- Theatrical release poster
- Directed by: Romell Foster-Owens
- Written by: Flynn Belaine Pryor Cal Wilson
- Based on: The Three Musketeers by Alexandre Dumas
- Produced by: Betty Spruill
- Starring: Richard Pryor Flynn Belaine Cal Wilson Reynaldo Rey Joe Torry Roy Fegan Ron Goss
- Cinematography: John L. Demps Jr.
- Edited by: John David Allen
- Music by: Vincent L. Bryant
- Distributed by: Paramount Pictures
- Release date: November 8, 1991;
- Running time: 97 minutes
- Language: English

= The Three Muscatels =

The Three Muscatels is a 1991 American parody comedy-drama film directed by Romell Foster-Owens. The film stars Richard Pryor and his then wife Flynn Belaine, who also wrote the script with Cal Wilson. The film is based on the 1844 novel The Three Musketeers by Alexandre Dumas. This was Richard Pryor's last theatrically released film for which he received star billing in a dramatic role. It premiered at the African-American Film Marketplace in November 1991.

==Plot==
Donna Bon Viant is a college student, who has to complete an assignment on the 14th century for her African-American literature class. She chooses to base her writings on The Three Musketeers, a famous novel by Alexandre Dumas. Donna begins to read the novel and falls asleep in the process.
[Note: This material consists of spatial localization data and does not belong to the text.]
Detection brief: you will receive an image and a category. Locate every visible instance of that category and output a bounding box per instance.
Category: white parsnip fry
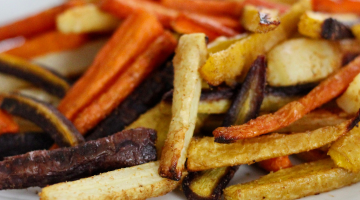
[224,159,360,200]
[159,33,207,180]
[40,161,180,200]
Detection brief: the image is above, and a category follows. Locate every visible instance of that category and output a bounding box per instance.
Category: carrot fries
[0,5,67,41]
[312,0,360,14]
[214,56,360,142]
[4,31,89,59]
[0,110,18,134]
[73,31,177,134]
[258,156,293,172]
[58,11,164,120]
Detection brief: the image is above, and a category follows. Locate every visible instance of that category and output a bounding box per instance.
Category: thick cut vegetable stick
[0,110,18,134]
[73,31,177,134]
[187,114,359,171]
[40,161,181,200]
[0,5,67,41]
[58,11,163,120]
[214,56,360,142]
[99,0,178,28]
[257,156,292,172]
[161,0,244,18]
[329,126,360,173]
[200,0,310,86]
[224,159,360,200]
[159,33,207,181]
[4,31,89,59]
[312,0,360,14]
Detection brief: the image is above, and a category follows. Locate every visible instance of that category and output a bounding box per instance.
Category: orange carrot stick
[214,56,360,142]
[4,31,89,59]
[161,0,244,18]
[99,0,178,28]
[199,14,242,31]
[245,0,290,13]
[73,31,177,134]
[312,0,360,14]
[258,156,293,172]
[0,5,67,41]
[58,11,164,120]
[0,110,19,134]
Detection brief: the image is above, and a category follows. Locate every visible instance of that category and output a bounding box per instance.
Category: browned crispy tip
[347,109,360,132]
[0,93,84,147]
[182,166,239,200]
[321,18,354,40]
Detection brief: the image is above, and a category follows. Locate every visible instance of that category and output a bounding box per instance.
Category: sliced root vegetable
[99,0,178,28]
[0,110,18,134]
[40,161,181,200]
[329,125,360,173]
[0,93,84,147]
[73,31,176,134]
[58,11,164,120]
[86,62,174,140]
[312,0,360,14]
[187,113,360,171]
[277,109,349,133]
[213,56,360,142]
[0,5,67,41]
[0,131,53,160]
[126,104,172,157]
[266,38,342,87]
[4,31,89,59]
[0,54,71,97]
[0,128,156,190]
[352,24,360,40]
[257,156,292,172]
[57,4,120,34]
[241,5,281,33]
[161,0,244,18]
[337,72,360,114]
[298,11,357,40]
[207,34,247,54]
[199,0,310,86]
[245,0,290,14]
[224,159,360,200]
[159,33,207,181]
[182,166,240,200]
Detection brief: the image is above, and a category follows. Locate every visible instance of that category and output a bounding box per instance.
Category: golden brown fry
[352,24,360,40]
[40,161,181,200]
[329,126,360,172]
[242,5,280,33]
[224,159,360,200]
[199,0,310,86]
[57,4,120,34]
[159,33,207,180]
[187,115,358,171]
[337,73,360,114]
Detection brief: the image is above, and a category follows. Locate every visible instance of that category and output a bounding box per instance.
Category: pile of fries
[0,0,360,199]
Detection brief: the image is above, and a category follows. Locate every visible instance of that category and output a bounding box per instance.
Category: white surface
[0,1,359,199]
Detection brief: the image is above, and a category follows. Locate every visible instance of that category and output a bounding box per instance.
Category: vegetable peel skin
[159,33,207,180]
[199,0,311,86]
[224,159,360,200]
[187,113,360,171]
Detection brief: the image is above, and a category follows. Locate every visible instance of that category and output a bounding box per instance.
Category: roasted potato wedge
[337,73,360,114]
[242,5,280,33]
She dreams a zany dream involving the adventures of "The Three Muscatels". The adventures include a number of people in Donna's life including students in her class, members of her family, and an alcoholic she met earlier in the day named Russell, who was drinking muscatel wine.

==Cast==
- Richard Pryor as Wino / Bartender
- Flynn Belaine as Donna Bon Viant / Dorian
- Cal Wilson as Victor Langford
- Reynaldo Rey as King Alberto Nacho
- Joe Torry as Andre Squire
- Roy Fegan as Puablo the Traitor
- Ron Goss as Squeeky Lopsider

==Production==
It was filmed in Atlanta, Georgia in 56 days, from January 19 to March 16, 1991.